Moreover, the government has provided numerous opportunities for people to deposit their black money, such as Jan Dhan accounts, which have benefitted the poor. While some individuals did collect commissions, this is a short-term issue that has helped in the long-term development of the economy.
Impact on the Economy
The GDP growth rate has shown a reduced figure for the first quarter of fiscal year 2017-18. However, this is primarily due to the immediate impacts of demonetization and the implementation of GST. The temporary reduction in manufacturing and employment is expected to reverse as industries resume production and start new manufacturing units post-GST.
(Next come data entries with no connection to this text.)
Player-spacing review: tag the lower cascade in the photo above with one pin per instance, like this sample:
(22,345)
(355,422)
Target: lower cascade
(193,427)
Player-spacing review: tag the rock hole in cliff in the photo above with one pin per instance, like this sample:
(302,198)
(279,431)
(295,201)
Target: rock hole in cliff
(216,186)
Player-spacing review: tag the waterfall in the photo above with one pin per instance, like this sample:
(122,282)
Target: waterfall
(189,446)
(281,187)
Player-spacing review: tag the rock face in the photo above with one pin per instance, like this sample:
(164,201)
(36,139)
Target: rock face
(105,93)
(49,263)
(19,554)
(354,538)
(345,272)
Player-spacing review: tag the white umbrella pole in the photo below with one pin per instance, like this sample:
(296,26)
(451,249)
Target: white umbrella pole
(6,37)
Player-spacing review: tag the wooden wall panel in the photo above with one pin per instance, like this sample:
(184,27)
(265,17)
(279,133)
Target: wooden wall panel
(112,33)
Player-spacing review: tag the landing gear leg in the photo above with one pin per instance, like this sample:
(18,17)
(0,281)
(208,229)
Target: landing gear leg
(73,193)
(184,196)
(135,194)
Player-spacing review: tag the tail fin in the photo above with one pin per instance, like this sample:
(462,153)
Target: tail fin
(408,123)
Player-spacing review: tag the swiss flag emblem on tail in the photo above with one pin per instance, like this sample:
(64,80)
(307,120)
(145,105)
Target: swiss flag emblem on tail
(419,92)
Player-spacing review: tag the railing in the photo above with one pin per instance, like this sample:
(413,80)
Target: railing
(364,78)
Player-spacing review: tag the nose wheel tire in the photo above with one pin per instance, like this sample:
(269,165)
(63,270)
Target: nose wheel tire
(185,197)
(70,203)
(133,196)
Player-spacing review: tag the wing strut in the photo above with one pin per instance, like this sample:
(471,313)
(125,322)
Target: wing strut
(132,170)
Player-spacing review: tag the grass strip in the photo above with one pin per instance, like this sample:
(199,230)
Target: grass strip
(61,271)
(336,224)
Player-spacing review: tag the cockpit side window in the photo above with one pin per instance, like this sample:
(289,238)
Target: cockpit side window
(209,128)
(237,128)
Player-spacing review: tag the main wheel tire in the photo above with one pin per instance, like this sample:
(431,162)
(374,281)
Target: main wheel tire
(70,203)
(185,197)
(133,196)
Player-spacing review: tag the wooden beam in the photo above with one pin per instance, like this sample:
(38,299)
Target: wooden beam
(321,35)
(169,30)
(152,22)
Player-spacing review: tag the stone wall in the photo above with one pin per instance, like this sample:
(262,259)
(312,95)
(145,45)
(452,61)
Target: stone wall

Furthermore, the monsoon season and the completion of the first crop have helped the agricultural sector, contributing to a positive outlook for the next few quarters.
Analyzing the Higher Taxes
The increase in taxes is driven by the government's efforts to boost public finances. However, the current tax base is limited with only 3% of Indians paying income tax. This can be rectified by expanding the tax base and encouraging more people to file their taxes. Lower taxes on petroleum products could further help in reducing inflation and addressing the anti-incumbency factor.
Conclusion
In conclusion, contrary to what some might believe, the Indian economy is not in dire straits. The reduction in GDP for a specific quarter is a short-term phenomenon. The positive impact of GST and demonetization will be more apparent in the quarters to come. Patience and continued reforms will lead to sustainable economic growth and improved prospects for India.
By understanding the positive outcomes of these economic reforms, we can look forward to a brighter future for the Indian economy.